🤖 AI Summary
This paper addresses two critical challenges confronting automatic speech recognition (ASR) systems in real-world deployment: societal fairness—manifested as gender, accent, and age biases and their propagation to downstream tasks—and environmental sustainability—specifically the carbon emissions and energy consumption associated with large-model inference. We propose the first unified evaluation framework integrating fairness auditing with carbon footprint modeling, leveraging real-world speech data to quantify multidimensional biases, analyze downstream impact, and empirically measure inference energy consumption and associated CO₂e emissions. Experiments reveal accent- and age-related word error rate (WER) disparities of up to 42%, and a single Whisper transcription emits over 0.5 kg CO₂e. Our contributions include: (1) a reproducible dual-dimension benchmark; (2) the first empirical evidence linking bias patterns with high carbon intensity; and (3) a novel “fair–green” co-design paradigm for ASR evaluation.
📝 Abstract
In this paper, we present a bias and sustainability focused investigation of Automatic Speech Recognition (ASR) systems, namely Whisper and Massively Multilingual Speech (MMS), which have achieved state-of-the-art (SOTA) performances. Despite their improved performance in controlled settings, there remains a critical gap in understanding their efficacy and equity in real-world scenarios.
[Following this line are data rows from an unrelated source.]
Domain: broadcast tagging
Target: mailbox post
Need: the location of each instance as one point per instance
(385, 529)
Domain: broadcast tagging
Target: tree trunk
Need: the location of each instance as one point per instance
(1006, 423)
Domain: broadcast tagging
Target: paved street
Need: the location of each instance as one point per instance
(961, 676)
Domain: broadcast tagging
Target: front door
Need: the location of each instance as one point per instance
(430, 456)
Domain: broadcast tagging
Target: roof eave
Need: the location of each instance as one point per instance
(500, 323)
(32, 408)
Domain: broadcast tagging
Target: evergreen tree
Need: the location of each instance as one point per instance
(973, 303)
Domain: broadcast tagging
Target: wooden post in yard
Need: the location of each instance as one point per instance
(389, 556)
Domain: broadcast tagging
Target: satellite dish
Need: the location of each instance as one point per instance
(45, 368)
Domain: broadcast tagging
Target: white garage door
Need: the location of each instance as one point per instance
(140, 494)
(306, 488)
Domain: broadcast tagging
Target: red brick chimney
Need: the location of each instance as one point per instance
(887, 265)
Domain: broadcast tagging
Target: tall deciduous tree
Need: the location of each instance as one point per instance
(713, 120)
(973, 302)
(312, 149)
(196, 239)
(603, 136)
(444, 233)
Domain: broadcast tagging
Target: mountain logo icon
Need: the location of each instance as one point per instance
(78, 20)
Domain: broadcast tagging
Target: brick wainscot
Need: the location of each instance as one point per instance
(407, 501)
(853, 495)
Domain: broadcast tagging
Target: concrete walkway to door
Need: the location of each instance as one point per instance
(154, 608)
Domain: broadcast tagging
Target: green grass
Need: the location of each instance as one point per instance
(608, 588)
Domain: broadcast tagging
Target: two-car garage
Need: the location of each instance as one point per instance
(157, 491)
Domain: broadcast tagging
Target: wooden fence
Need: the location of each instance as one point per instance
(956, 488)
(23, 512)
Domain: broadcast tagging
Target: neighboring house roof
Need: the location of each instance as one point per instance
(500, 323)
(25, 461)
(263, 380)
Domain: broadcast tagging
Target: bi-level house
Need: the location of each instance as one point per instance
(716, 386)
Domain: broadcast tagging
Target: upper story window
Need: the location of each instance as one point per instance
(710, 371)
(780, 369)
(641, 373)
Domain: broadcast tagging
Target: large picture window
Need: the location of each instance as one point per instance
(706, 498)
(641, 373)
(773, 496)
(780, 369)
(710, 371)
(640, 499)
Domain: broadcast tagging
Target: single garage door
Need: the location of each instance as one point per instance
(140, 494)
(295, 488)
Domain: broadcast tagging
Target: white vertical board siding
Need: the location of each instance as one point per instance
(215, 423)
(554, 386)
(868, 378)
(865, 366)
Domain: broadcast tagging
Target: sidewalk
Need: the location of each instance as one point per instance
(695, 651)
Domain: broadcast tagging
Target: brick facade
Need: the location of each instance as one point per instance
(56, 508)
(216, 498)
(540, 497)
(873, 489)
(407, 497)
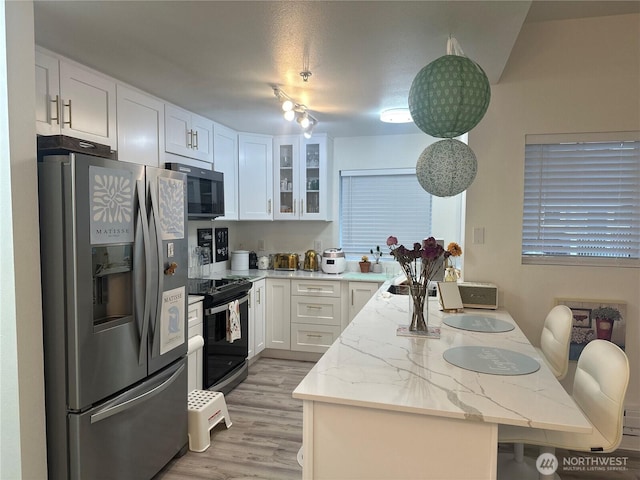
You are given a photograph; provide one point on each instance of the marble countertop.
(370, 366)
(301, 274)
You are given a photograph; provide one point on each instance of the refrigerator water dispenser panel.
(112, 286)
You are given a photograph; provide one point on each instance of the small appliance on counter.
(311, 261)
(286, 261)
(253, 260)
(240, 260)
(333, 261)
(263, 262)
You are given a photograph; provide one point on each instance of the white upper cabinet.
(140, 127)
(225, 160)
(188, 134)
(74, 101)
(301, 176)
(255, 175)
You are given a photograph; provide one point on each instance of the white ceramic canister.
(240, 260)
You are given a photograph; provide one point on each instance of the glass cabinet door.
(286, 180)
(312, 179)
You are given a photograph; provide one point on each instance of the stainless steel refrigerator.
(114, 275)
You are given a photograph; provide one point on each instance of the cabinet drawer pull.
(57, 117)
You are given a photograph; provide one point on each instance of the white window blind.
(581, 199)
(375, 204)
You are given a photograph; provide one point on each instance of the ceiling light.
(293, 110)
(303, 120)
(396, 115)
(287, 105)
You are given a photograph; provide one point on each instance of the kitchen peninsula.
(381, 406)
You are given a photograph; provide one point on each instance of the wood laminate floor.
(266, 435)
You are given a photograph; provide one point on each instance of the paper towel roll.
(195, 343)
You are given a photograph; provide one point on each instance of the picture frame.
(586, 327)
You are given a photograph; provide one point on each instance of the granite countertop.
(370, 366)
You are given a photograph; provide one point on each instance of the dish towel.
(233, 322)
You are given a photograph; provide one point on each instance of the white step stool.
(206, 409)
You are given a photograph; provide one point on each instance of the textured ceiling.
(221, 59)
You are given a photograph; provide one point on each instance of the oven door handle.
(224, 306)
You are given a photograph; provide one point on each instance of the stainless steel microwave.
(205, 191)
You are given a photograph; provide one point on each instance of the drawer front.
(316, 310)
(318, 288)
(313, 338)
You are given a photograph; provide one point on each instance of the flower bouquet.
(419, 264)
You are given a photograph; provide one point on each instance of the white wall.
(562, 76)
(350, 153)
(22, 429)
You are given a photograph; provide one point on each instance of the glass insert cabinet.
(301, 174)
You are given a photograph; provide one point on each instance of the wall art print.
(111, 194)
(588, 326)
(171, 208)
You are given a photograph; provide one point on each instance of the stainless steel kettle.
(311, 261)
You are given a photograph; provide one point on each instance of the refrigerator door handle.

We analyze ASR biases w.r.t. gender, accent, and age group, as well as their effect on downstream tasks. In addition, we examine the environmental impact of ASR systems, scrutinizing the use of large acoustic models on carbon emission and energy consumption. We also provide insights into our empirical analyses, offering a valuable contribution to the claims surrounding bias and sustainability in ASR systems.